One of the commentary nodes by a Portal 2 developer, Eric Tams, said they used "world portals" to quickly reconfigure maps and puzzles during testing, which allowed them to create rooms that were bigger on the inside, infinite falls, and other sorts of impossible geometry, save for the users own ASHPD space bending.
When we started the project, making any big structural change in a level or the order of levels would lead to hours or even days of busy work trying to reconnect things and make sure they lined up again. If we ever wanted to ship something the size of Portal with the finely tuned balance we desired then we needed a way to be able to make big changes to the layout of the game without paying the cost of making everything line up again. We needed a way to bend space.
[...]
Soon every connection between any space was a portal. We would even switch them on the fly. Even a simple door worked like the cartoons - just a facade painted on a wall that seamlessly opened somewhere else entirely.
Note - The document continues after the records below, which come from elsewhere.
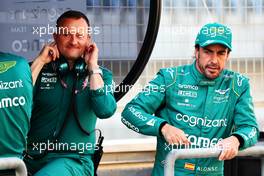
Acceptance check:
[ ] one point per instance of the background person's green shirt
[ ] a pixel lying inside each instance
(15, 104)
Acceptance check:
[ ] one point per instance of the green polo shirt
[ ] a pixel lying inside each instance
(15, 104)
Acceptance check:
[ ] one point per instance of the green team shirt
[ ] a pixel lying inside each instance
(50, 106)
(206, 110)
(15, 104)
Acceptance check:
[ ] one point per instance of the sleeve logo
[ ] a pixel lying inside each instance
(4, 66)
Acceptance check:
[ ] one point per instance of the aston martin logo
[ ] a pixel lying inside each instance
(4, 66)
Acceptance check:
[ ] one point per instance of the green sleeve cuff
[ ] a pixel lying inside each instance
(240, 139)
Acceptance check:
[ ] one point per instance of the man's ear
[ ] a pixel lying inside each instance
(196, 52)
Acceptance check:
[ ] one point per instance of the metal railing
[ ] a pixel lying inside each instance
(14, 163)
(257, 150)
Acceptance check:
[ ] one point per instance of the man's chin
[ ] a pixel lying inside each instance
(211, 75)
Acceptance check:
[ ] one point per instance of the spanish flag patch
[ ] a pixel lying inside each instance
(189, 166)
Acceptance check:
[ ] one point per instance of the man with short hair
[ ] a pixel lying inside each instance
(70, 92)
(15, 104)
(200, 105)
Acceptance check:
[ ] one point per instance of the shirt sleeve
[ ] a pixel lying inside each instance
(138, 114)
(245, 121)
(103, 101)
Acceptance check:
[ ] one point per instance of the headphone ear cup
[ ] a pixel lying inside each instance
(80, 67)
(62, 66)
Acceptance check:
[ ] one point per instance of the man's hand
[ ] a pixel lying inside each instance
(91, 56)
(229, 147)
(174, 135)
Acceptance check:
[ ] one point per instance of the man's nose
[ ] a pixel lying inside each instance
(214, 58)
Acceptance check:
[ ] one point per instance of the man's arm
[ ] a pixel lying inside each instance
(246, 129)
(101, 90)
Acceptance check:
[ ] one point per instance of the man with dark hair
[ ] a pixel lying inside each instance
(70, 92)
(15, 104)
(197, 106)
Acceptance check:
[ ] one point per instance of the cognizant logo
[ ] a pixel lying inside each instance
(10, 102)
(194, 121)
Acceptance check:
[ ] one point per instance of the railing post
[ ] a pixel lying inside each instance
(257, 150)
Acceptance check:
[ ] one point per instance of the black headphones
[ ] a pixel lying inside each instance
(61, 66)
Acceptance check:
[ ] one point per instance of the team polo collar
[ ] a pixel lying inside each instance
(201, 79)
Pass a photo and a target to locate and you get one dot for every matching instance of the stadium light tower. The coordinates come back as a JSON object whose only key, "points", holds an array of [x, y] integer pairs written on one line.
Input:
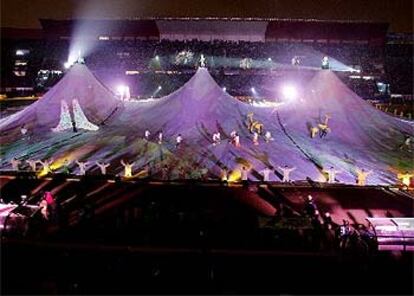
{"points": [[325, 63]]}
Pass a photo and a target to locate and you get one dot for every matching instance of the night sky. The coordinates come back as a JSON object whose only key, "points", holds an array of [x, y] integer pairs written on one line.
{"points": [[25, 13]]}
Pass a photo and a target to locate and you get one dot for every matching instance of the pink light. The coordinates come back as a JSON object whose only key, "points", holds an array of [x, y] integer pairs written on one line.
{"points": [[121, 89]]}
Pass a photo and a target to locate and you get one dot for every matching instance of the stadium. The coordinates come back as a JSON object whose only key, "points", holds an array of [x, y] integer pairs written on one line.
{"points": [[206, 154]]}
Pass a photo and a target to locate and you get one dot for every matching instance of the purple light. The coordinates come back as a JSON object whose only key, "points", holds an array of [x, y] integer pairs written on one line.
{"points": [[289, 92]]}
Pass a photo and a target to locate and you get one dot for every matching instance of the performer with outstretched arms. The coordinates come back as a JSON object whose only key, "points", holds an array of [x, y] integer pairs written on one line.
{"points": [[15, 164], [32, 164], [286, 172], [82, 167], [362, 176], [331, 174], [127, 168], [266, 173], [46, 166]]}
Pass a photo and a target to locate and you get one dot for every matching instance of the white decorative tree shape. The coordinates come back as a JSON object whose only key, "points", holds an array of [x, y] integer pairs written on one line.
{"points": [[80, 118], [65, 121]]}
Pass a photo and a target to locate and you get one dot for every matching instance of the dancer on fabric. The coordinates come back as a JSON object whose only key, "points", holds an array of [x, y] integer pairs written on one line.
{"points": [[286, 172]]}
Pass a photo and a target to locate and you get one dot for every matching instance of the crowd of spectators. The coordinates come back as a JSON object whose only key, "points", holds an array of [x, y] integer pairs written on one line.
{"points": [[238, 66]]}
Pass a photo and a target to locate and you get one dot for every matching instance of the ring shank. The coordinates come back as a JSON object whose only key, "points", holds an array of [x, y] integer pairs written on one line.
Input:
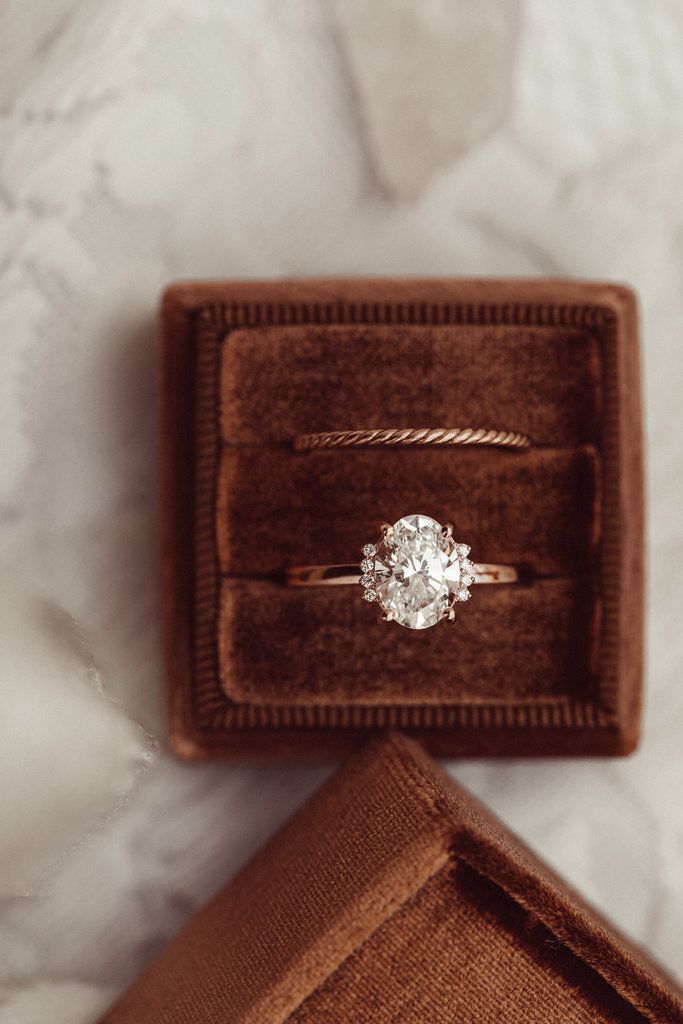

Once the game settled down we were able to finalize our path and remove all of the world portals. There's only one impossible space left in the whole game. See if you can figure out where it is.
After the map layout was finalized, most of these were fixed into boring linear spaces, likely for the sake of performance, save for one spot. Where is it?
Solution 1:
Explanation
In the entity list, there is a linked_portal_door for this purpose; it is used in the Death Trap (in map sp_a4_finale2.bsp
):
This entity is designed to link two separate, distant areas together without any clear transition between the two. This entity is exclusive to Portal 2.
It is used in Chapter 9, in the Chamber 75 Death Trap with all the crap turrets. The room is actually completely separate from its supposed surroundings. It is the only use of this entity in the final version of the game, though commentary states that it was used a lot during the development of the title to link chambers together.
I guess that the development team first made the rooms separate so that they could wipe a bad room, then connect them later when the levels were more perfect, and I suppose that this room didn't fit.
Pictures
Here is a picture of the Death Trap that isn't connected to the other rooms:
Near the threshold and a tiny step (noclip fly) to either side:
Video
You might want to skip the commentary and long walk and go to 04:30. From here on he shows the box from outside at the three locations (before box, in box, after box); he first does this slowly, then at a later point he goes between all of them in quicker succession. This might show the trick better than above pictures.
Thanks to Jon Ericson in the comments for finding this video.
Solution 2:
That does make sense in The Part Where He Kills You, but they had to put that in because the room was moving.
There was one in chapter 4 when you escape from Glados light bridge experiment. I wanna say it's test chamber 22. Anyway, once the lights turn off, you are in a different and similar room. It doesn't make too much sense to duplicate the room cause they didn't have to.
Anyway here is the part where Wheatley comes to save you:
You can see two distinct test chamber rooms. The test chamber one with the entrance that you came in from:
You'll notice that the rest of the level is missing from this room. It should extend from the near right side.
Then there is a completely different one that is missing an entrance that connects to the escape from Glados.
And here is a shot that shows both the rooms in the same load from the escape side.
And from the entrance side
What is interesting about this isn't that they did it, it's why they did it. As far as I can tell, there was no reason to other than because they could or because this is what they left in for us to find.
However, I totally agree with the death trap theory. I checked that out and they stuck that turret room somewhere else. They couldn't use the room that moved because of all the destructive animation they had just done on the left side of the room. If you watch that room crash into the wall, you'll see a lot of stuff deforming inwards which would have poked through to the turret room.
I have to say though, after searching around the game for this, the level designers did an awesome job of placing everything together in a linear fashion. There as some levels I was sure wouldn't work out, but they crammed it all together quite nicely when you look at it.